A few years later, in 1903, he would lead a 6 man crew in the sloop Gjoa in an attempt to sail through the Northwest Passage in the Arctic and completed his mission in 1905. It was on this trip that he learned much about polar survival from the Netsilik Inuit people and learned to use sled dogs for transportation. He returned to Norway a hero.
His next expedition was planned to allow his ship to be trapped in sea ice and drift with the ice across the North Pole making him the first to do so. His plans were derailed when Robert E. Peary announced in 1909 that he had reached the North Pole. Pretending to continue his plans to drift to the North Pole, Amundsen instead decided to make an attempt on the South Pole. Amundsen hid this information from his crew and only his brother knew his true objective
This lie would give him a reputation of unsportsmanlike behaviour, especially amongst the British, and debate about it continues today.
He left Norway in 1910 in Fritjof Nansen’s ship, the Fram (meaning ‘forward’) and after reaching the Madeira Islands, off the northwest coast of Africa he sailed south to the Bay of Whales in Antarctica. He chose this site partly because it gave relatively easy access to Antarctica and was 100km (60 miles) closer to the pole than Robert Falcon Scott’s base at Cape Evans. Scott was in Antarctica at the same time as Amundsen and they both had the same goal of reaching the pole.
Amundsen made the unusual choice of basing himself on the ice shelf, whereas most expeditions looked for solid land. It was risky because ice shelves can break apart and in fact, the Bay of Whales gradually narrowed, and then in the early 1950s the bay was nearly destroyed when advancing ice sheets collided and broke off, carrying away part of Admiral Byrd’s Little America IV station. In 1987 the bay disappeared completely when a 159km (99 mile) iceberg also broke away.

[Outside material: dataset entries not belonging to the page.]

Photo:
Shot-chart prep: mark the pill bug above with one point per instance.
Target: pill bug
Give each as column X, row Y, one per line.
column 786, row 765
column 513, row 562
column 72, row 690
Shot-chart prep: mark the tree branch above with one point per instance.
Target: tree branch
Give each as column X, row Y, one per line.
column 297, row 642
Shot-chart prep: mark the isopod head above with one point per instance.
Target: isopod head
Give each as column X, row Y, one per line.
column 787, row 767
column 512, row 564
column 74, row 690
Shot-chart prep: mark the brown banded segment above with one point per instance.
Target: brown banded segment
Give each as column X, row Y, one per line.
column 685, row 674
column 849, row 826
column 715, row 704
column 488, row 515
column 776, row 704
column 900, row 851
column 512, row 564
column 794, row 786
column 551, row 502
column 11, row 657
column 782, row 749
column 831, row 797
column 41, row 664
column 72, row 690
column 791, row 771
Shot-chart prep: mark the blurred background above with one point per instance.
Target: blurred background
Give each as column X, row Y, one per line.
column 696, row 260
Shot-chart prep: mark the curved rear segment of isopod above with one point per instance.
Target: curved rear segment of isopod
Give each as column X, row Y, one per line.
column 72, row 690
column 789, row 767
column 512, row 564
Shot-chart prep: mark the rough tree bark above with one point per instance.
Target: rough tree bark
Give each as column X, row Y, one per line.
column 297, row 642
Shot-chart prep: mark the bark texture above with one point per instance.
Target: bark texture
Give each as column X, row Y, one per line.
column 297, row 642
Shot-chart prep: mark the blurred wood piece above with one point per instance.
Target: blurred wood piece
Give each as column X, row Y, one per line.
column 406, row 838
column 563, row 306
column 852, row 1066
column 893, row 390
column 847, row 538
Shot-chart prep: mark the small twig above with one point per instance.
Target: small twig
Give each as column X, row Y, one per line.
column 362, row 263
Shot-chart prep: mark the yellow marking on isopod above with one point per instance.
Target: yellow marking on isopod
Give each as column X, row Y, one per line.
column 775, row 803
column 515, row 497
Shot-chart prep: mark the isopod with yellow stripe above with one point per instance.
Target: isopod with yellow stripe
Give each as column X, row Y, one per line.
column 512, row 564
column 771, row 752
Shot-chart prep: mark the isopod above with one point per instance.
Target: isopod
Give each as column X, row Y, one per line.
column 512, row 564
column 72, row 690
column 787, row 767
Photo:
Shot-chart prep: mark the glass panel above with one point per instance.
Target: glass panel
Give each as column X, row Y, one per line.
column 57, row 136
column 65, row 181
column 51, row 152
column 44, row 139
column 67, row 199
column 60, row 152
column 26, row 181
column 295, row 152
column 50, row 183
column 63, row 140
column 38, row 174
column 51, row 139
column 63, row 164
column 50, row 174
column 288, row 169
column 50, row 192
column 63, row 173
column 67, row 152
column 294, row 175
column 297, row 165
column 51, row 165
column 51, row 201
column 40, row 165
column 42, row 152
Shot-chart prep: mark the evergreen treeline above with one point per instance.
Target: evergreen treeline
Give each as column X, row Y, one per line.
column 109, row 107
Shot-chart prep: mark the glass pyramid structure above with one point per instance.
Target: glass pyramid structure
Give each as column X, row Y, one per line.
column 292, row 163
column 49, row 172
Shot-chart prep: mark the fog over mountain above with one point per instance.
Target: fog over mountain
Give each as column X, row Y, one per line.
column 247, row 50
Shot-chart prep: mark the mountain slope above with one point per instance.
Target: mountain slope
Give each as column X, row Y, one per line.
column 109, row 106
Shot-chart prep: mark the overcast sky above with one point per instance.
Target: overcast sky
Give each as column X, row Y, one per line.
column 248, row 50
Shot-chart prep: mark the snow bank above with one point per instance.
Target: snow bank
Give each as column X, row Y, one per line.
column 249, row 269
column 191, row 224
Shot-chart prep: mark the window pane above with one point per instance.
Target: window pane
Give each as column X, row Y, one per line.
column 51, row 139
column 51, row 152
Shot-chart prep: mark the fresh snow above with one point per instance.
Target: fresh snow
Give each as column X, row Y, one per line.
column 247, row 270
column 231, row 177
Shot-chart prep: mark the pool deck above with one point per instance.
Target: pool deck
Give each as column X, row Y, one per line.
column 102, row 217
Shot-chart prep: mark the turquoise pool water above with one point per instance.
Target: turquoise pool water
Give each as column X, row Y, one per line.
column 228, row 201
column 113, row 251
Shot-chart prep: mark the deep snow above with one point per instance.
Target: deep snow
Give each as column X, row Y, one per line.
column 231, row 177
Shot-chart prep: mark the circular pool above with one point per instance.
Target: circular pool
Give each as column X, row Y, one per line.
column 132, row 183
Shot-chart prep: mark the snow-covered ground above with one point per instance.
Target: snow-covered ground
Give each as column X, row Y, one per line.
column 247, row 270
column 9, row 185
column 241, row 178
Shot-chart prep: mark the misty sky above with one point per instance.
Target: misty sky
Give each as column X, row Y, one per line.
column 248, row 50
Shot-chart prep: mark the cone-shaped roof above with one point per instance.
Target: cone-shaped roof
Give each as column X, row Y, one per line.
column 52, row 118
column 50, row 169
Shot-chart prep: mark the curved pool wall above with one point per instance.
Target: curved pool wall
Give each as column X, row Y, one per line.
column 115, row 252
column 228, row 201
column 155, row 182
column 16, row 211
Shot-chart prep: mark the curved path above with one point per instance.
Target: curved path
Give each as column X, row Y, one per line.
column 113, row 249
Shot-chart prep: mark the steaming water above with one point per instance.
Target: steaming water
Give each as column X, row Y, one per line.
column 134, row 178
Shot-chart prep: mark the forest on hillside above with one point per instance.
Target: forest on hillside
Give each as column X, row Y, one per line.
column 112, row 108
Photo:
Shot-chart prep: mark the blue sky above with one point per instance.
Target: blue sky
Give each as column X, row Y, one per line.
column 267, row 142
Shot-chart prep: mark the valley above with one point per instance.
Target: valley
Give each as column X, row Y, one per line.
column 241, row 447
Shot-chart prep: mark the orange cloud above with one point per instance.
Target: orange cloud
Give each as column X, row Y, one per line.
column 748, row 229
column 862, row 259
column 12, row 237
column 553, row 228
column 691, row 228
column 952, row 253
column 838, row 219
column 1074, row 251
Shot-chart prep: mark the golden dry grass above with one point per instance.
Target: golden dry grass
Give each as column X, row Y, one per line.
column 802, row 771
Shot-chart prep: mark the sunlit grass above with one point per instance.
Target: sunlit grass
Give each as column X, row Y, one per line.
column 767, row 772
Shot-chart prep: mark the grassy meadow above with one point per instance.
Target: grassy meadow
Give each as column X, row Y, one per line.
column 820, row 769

Unlike Scott and Shackleton, Amundsen had great faith in dogs to carry him to the pole. Although Scott had a reputation for good organisation Amundsen was arguably much better and didn’t leave anything to chance.

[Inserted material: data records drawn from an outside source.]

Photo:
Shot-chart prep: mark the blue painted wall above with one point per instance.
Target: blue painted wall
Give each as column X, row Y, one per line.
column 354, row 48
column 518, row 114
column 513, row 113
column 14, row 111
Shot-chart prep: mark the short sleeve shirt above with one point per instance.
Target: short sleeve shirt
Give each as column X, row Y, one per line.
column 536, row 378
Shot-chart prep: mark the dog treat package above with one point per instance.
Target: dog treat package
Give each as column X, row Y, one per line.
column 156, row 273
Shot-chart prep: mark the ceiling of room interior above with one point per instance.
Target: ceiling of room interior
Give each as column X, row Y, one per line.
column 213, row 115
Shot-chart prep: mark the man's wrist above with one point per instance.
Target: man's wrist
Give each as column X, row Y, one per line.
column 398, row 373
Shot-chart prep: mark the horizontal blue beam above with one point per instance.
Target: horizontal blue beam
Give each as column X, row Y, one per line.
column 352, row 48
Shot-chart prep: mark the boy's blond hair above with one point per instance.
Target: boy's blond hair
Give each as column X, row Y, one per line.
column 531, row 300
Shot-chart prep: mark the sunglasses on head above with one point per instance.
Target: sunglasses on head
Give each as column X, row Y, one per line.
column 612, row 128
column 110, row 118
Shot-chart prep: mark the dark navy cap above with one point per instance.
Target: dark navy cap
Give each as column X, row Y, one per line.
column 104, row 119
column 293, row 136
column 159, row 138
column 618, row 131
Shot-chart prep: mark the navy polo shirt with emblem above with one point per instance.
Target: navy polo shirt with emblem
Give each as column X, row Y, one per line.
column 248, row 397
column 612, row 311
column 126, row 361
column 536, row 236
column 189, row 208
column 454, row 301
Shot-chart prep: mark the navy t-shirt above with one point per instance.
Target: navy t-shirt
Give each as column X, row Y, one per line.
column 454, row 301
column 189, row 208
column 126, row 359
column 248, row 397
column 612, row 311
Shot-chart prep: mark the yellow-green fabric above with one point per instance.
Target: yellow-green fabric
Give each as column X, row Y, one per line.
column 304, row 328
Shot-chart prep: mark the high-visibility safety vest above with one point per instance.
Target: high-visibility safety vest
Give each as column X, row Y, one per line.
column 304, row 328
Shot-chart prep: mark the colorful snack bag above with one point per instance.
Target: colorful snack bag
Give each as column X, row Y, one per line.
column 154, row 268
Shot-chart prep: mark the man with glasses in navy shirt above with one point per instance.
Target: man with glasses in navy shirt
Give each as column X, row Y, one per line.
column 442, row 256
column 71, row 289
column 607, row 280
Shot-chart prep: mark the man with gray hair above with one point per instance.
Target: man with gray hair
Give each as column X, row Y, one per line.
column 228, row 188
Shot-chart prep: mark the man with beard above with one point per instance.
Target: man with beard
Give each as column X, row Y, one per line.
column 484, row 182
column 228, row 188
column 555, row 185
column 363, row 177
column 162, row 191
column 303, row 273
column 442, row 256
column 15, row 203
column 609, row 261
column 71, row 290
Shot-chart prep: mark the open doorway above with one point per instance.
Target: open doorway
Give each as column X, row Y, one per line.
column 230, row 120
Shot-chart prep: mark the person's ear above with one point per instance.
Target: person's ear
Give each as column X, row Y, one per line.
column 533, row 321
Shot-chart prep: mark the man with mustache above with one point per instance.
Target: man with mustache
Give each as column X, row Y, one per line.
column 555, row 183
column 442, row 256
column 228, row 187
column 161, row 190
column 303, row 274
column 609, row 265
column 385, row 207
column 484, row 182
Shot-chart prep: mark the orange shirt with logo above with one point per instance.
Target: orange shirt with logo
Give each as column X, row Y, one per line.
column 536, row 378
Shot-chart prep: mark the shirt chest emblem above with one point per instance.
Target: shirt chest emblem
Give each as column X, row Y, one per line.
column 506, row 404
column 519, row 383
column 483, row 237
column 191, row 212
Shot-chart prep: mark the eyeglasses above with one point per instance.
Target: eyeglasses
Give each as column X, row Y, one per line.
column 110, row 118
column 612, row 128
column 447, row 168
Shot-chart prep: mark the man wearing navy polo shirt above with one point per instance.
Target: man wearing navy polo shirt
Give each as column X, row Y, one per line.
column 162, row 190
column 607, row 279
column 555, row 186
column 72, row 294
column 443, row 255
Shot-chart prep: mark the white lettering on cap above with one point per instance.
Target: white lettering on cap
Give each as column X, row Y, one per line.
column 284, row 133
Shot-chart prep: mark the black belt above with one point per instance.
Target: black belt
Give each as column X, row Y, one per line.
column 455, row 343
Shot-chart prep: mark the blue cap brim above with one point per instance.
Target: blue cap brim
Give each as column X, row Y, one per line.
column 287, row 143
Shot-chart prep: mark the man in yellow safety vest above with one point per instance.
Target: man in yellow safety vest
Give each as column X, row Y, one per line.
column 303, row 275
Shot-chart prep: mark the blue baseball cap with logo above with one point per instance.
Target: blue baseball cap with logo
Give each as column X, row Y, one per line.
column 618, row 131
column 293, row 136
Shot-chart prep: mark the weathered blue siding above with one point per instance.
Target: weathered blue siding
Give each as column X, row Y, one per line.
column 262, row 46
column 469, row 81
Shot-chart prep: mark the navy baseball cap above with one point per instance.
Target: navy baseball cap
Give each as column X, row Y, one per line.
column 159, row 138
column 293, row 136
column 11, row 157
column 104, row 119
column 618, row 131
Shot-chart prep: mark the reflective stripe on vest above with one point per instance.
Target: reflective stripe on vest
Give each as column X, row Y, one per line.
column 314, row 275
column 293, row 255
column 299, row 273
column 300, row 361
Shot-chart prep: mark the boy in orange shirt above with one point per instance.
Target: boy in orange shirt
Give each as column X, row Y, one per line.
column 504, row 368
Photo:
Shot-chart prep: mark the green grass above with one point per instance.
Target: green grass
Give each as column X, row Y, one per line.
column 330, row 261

Amundsen set out with 4 companions, 52 dogs, and 4 sledges on October 19, 1911, and luckily encountered good weather for most of the trip. His party only found a few obstacles and the dogs performed admirably taking them to the Pole and arrived on December 14, 1911. Amundsen noted in his diary: “We had a celebration dinner: a small piece of seal meat each.” They recorded scientific data and left a tent and a message for Scott before returning to their base on January 25th, 1912 with 11 remaining dogs.

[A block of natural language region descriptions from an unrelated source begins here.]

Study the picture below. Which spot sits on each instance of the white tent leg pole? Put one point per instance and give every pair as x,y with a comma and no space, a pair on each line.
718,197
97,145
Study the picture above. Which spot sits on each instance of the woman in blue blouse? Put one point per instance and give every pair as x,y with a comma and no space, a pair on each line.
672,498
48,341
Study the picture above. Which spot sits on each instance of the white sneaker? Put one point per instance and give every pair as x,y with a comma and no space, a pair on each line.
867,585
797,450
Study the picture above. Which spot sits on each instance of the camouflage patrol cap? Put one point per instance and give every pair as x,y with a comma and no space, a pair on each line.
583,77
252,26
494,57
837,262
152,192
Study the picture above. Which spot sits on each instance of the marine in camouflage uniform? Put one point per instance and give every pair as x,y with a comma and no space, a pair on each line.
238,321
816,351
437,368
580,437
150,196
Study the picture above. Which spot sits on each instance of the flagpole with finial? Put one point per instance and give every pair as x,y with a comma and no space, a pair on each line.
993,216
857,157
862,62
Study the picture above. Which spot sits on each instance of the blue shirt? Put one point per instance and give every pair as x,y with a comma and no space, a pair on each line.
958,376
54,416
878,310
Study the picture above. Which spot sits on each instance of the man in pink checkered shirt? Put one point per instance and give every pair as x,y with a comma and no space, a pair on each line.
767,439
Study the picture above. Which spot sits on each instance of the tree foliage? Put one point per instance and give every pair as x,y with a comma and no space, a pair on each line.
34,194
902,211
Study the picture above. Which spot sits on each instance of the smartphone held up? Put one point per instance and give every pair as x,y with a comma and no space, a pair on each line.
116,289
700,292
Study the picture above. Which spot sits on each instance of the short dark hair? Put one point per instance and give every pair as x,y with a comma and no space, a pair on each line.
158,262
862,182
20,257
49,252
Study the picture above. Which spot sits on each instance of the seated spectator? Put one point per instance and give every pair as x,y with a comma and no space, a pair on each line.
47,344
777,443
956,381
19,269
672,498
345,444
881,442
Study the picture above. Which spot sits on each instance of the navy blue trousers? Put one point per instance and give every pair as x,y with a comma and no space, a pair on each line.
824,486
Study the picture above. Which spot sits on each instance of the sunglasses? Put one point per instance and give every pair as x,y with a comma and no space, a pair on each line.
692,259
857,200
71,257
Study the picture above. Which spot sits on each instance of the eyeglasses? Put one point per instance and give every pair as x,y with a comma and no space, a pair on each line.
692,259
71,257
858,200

He and his team returned to Hobart, Australia in 1912 where he let the world know of his success. Compared to Scott, Amundsen’s journey to the pole was relatively smooth and uneventful.
Scott’s party would reach the pole on January 17th, 1912, only to find Amundsen’s tent and message. Disheartened, the party set out on their return journey but encountered bad weather. Unlike Amundsen, Scott’s party had no dogs at this point and were man-hauling the sledges. They ran out of food and fuel and all perished.
Amundsen again returned a hero to Norway and set up a successful shipping business. His next adventure was to try and reach the North Pole by airplane and in 1925, with the American explorer Lincoln Ellsworth, he reached within 250km (150 miles) of the North Pole.
In 1926, he passed over the North Pole in an airship with Ellsworth and the Italian aeronautical engineer Umberto Nobile. In 1928, this same man, Nobile crashed his airship, Italia, near Spitsbergen and Amundsen set out by aircraft to rescue him but disappeared. It is believed that he crashed into the Barents Sea in fog.
Amundsen’s books include The South Pole (1912) which is a good read and, with Ellsworth, First Crossing of the Polar Sea (1927). Amundsen-Scott Base is named after him as well as a number of other sites in the Arctic and Antarctic. He was a brave man and one of the leading lights of polar exploration.